Example 2: I also mentioned mid-semester evaluations above. Good communication is two-way. It's the middle of the semester (or almost) for a lot of faculty right now. Make up a short informal survey and give it to your students, explaining that as we enter the second half of the term, like a good sports team we want to make productive halftime adjustments; and explain that you want to do this from the students' point of view, so you need their input. These mid-semester surveys do three things to lighten the actual load on students. First, they gather valuable intel for you, to surface potential issues that you can then address, and once addressed, a pain point for at least some students has been relieved. Second, they open the door for one-on-one communication with students; if you let students give their names, you can follow up with them, and personal communication is a great emotional load-reducer. Third, maybe most importantly, they communicate to students that they are seen and heard. It's difficult to overstate the relief that this conveys.

Example 3: One of the sources of "workload" I identified in an earlier post was a lack of experience with managing work itself, and this is not the students' fault, because nobody has ever taught them how to do it. This is an opening, a "market" if you will, for high-quality communication — simply being clear to students about how much time to spend on things, and when and how to spend it. I started doing this a few years ago with an upper-level class, by giving them a weekly suggested schedule for work that sets aside 90 minutes a weekday (appropriate for a 3-credit course) broken into three 30-minute sprints. This is what it looks like for my current Modern Algebra class:

(Direct link here) Not every student chooses to follow this, but some do, and it's the first time anybody ever suggested that 90 minutes a day in three 30-minute bursts is a good way to work on a class — as opposed to waiting until Saturday to do anything and then doing a 6-8 hour slog (only the first 1-2 of which are productive). I think it communicates in a concrete way that I respect their time, care a little about their well-being, and want them to succeed. It also helps that I also organize my work on their course in exactly the same way – 90 minutes every morning, cut up into three pomodoros. So this is not only good communication, it also addresses the other problem with "workload" (lack of training and experience in managing complex commitments) in a head-on way.

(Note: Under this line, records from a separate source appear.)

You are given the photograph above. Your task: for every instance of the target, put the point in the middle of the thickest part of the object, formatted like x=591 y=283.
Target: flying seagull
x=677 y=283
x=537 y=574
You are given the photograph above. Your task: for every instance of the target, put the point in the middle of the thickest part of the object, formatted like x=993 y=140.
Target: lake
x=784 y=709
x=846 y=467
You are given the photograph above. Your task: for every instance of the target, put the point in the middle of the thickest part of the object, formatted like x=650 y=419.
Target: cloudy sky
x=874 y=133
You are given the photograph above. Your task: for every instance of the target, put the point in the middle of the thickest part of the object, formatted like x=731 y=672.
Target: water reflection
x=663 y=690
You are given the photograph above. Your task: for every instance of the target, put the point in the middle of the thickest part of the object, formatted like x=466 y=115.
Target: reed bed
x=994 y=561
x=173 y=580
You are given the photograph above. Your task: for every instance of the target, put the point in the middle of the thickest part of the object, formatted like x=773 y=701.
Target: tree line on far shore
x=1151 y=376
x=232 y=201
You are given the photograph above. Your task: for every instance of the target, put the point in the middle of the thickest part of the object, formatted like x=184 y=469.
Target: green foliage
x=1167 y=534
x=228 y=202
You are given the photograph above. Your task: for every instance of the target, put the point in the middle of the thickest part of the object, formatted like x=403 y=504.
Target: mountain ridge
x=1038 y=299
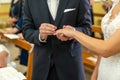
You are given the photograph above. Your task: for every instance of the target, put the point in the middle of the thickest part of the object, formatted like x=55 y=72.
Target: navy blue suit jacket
x=67 y=54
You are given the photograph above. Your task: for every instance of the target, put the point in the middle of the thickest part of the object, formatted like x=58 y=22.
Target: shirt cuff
x=44 y=41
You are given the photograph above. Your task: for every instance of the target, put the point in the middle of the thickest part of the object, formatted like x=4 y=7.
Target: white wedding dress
x=109 y=68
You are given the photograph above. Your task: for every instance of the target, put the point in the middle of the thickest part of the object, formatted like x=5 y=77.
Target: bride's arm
x=104 y=48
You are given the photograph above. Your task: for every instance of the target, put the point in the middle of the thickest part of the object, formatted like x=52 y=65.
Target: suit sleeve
x=30 y=33
x=84 y=18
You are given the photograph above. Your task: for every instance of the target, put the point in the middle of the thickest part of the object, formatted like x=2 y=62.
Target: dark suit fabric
x=65 y=56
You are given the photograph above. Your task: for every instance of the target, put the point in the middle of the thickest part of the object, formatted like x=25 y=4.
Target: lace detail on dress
x=109 y=68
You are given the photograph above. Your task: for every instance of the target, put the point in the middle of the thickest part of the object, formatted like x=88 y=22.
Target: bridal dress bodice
x=109 y=68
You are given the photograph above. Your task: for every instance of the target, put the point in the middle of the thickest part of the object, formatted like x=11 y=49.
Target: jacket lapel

Above all, the biggest step we can make in better communication with students is to adopt the mindset that students are people with whom we can and should communicate in the first place. It's so easy to objectify students and lump them all into the category of "other". Much of the complaining I see on the internet veers into this territory, and I think being online makes this harder to avoid. But if you change your viewpoint and see students as collaborators with whom you are working to co-create something of equal value to all of us, then communication not only becomes easier, it becomes more urgent, and more effective in helping students carry their loads.